Ну а сорняк на грядах, жалица эта проклятая, сороки, жрущие мухоловкины яйца, кусучие слепни и пауты, которым ребята учиняют фокус — вставляют в задницу соломинку и отпускают с таким трофеем на волю? А гадюка шипучая в смородине, а комары, а мошки, а клещи в лесу?! Этим кровососам, сволоте этой, теснящей и жрущей все разумное и полезное, тоже, значит, торжествовать и радоваться?! Ах ты, батюшки мои! Сложно-то как! И спросить не у кого... Бабка дома, дед в баню собирается, тетки моются, дядья коней в луга угнали, земля молчит. Не у кого спросить.

Сам думай, сам ищи ответ, раз задачу сам же себе задал, а тут сморило всего, спать тянет, думать ни о чем не хочется...

Да ну их, все эти вопросы и задачи! Потом, потом, когда вырастет, само собой все и осветится, и решится, а пока, обмякший от накатывающего сна, мальчик идет к калитке, неся в сердце умиротворение, сопротивляясь дремоте и невнятно повторяя себе под нос: «Сон да дремота — поди на болото!»

Нашарив волглую веревку, мальчик снимает ее с деревянного штыря и еще раз оборачивается к огороду, наполненному живыми существами. По-за огородом, в лугах, идет истовая, дружная косьба. Стрекотом кузнечиков так все переполнено, что уж слит тот многомоторный звук воедино с ночью, с земной утишенностью, даже плотнее он делает ночную тишину. Тот кузнец, что продрыхал в капусте, разогрелся, распалил себя, искупая свое упущение, звончее всех строчит из огорода в небесную высь, сдается, пучеглазый этот стрекотун даже зажмурился в упоении.

Дух плодов и цвета, вобравший в себя ведомые мальчику запахи, уверенно стоит в чаще огорода, оттесняя запахи леса, и трав, и бурьянов. Но и в этом запахе, как бы паря над плотным дымчатым слоем, буйно звучит лютый дурман табака, угарно-горького мака, лопоухо прикрывшегося серой шапочкой на ночь. Маленькую маковку с белым еще семенем в середке берегут от холода метляками слипшиеся лепестки. Запахи моркови и укропа точат нос, но глушит его рясно зацветающая, маслянистая конопля, которую кидает ветер блошкой, а она натрясет полное лукошко.

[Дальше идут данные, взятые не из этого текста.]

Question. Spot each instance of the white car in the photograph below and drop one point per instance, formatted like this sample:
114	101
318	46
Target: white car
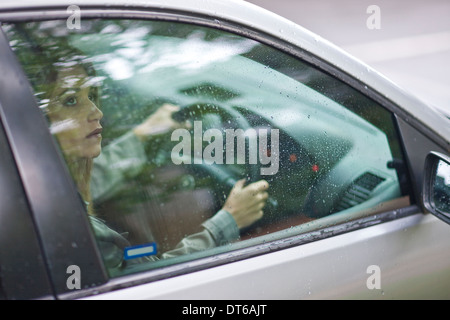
357	205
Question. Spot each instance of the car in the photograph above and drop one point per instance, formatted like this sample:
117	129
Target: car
348	172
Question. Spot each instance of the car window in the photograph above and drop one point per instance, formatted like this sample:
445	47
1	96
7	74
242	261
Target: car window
185	141
18	237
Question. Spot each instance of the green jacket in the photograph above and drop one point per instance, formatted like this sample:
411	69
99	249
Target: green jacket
126	157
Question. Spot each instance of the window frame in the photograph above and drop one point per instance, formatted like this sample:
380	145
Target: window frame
203	263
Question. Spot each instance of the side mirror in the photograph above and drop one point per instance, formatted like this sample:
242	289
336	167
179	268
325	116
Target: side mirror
436	187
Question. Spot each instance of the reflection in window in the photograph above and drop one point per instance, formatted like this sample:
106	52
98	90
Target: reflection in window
138	106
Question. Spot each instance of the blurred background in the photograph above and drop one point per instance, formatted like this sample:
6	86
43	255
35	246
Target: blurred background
406	40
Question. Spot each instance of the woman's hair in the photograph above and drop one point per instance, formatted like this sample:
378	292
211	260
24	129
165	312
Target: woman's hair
43	57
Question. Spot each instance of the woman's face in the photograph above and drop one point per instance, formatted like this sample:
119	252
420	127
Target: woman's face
74	116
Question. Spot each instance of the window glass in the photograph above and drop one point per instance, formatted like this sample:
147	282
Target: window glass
186	141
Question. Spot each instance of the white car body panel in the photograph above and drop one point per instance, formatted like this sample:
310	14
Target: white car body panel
410	253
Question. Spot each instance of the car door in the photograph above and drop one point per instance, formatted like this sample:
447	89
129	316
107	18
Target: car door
343	163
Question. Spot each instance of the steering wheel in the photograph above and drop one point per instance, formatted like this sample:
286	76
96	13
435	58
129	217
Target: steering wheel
224	177
203	110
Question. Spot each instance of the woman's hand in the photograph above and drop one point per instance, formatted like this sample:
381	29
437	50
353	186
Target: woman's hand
245	204
159	122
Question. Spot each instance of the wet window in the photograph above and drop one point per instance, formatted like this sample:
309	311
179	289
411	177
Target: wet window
186	141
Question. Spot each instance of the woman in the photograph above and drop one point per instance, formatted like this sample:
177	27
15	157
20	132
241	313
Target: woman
71	106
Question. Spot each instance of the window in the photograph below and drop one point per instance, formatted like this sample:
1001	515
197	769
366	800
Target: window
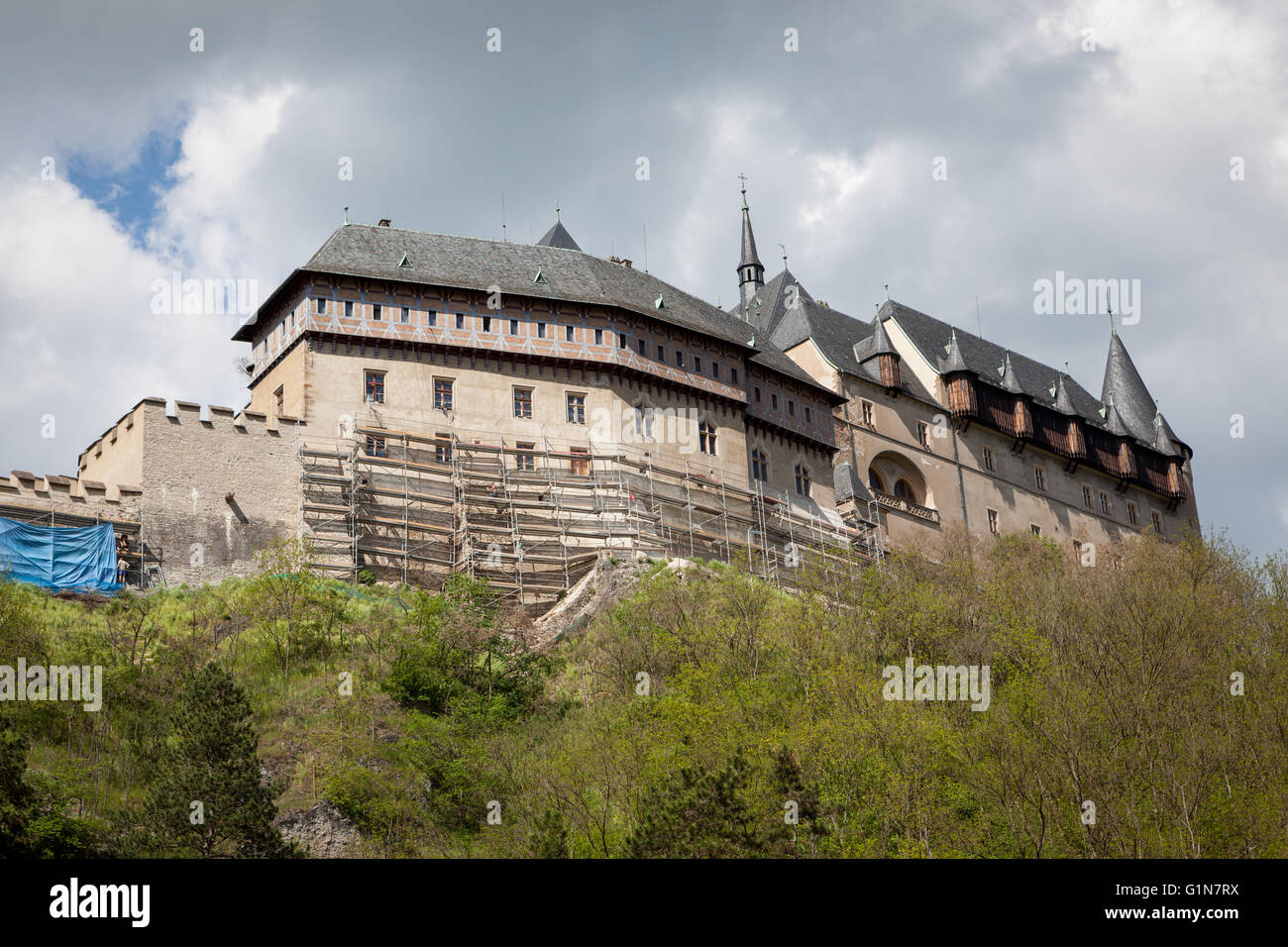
643	421
443	394
576	408
707	438
523	402
802	479
523	460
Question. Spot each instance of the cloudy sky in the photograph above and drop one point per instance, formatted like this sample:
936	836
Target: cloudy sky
1103	140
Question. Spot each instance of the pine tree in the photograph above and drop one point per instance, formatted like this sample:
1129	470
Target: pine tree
206	797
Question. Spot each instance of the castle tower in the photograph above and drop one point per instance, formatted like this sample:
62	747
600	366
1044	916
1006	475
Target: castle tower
751	273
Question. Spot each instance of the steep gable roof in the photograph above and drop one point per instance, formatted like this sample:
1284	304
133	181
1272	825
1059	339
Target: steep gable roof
439	260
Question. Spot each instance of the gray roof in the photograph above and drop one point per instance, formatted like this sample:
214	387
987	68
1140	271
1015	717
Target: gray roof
558	236
438	260
1125	385
842	339
982	357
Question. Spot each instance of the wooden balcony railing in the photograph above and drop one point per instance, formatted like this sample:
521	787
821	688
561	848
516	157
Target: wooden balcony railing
894	502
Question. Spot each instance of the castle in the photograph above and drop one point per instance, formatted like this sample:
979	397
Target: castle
424	403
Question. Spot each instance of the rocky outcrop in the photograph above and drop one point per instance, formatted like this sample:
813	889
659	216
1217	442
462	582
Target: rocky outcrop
322	830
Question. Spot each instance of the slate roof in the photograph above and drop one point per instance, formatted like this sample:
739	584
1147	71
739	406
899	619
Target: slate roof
438	260
1125	385
842	339
558	236
931	337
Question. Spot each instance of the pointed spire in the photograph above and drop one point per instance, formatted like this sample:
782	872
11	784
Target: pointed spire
558	236
1113	420
1125	386
1010	381
751	272
1163	436
1063	402
954	361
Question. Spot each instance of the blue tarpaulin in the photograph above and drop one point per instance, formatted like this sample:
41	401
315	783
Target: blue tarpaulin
59	557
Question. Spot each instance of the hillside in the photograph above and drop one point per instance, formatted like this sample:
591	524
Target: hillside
703	714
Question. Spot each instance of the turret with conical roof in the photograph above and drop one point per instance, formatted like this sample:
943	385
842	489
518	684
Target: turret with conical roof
1126	390
751	273
558	236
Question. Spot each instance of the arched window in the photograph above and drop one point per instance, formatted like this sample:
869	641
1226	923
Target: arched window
802	479
644	421
707	438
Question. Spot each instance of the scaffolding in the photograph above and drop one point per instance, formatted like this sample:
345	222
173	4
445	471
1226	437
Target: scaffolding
411	504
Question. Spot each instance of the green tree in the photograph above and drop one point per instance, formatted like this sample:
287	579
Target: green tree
211	759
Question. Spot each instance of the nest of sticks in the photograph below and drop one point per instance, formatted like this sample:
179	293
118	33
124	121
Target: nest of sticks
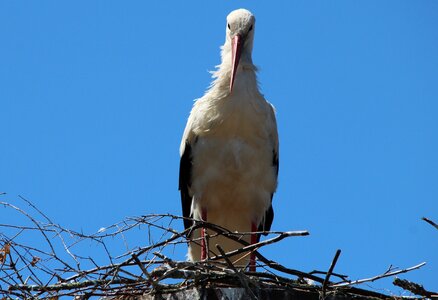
43	260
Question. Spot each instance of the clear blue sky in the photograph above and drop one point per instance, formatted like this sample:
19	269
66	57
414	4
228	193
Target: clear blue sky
94	97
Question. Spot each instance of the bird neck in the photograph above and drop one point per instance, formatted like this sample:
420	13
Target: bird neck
245	78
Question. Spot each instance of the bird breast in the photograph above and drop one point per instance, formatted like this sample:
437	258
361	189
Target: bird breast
232	159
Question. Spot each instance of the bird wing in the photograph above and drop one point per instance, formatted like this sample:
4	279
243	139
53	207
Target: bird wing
185	182
269	214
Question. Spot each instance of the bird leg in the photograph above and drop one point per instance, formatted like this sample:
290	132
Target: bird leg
203	235
253	241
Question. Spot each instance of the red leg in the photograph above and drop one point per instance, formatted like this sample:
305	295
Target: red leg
203	243
253	241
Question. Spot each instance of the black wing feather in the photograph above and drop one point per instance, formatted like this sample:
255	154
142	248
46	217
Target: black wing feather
185	182
269	214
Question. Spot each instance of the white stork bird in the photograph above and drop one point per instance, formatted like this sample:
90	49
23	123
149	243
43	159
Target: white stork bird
229	150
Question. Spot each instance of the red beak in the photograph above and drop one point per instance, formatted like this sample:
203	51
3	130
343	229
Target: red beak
236	51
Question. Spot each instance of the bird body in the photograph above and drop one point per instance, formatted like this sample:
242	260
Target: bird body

Однако ж и ладаном воняющую коноплю, и лежалой хвоей отдающий укроп, весь огородный, трудовой дух забьет поутру, после восхода солнца навально катящимися с гор, упругими волнами разогретой серы-живицы со стволов сосняка, кедров, лиственниц и елей.

* * *

Из пухлой, залитой зеленой гущиной пластушины наносной земли, возделанной человеческими руками, над которой если и ветер гулял, то пухлым казался, невозможным, навеки канувшим представлялось то время, когда пустой, ровно бы военное нашествие переживший, истыканный, искорябанный, лунками израненный, будет стариковски уныло прозябать огород.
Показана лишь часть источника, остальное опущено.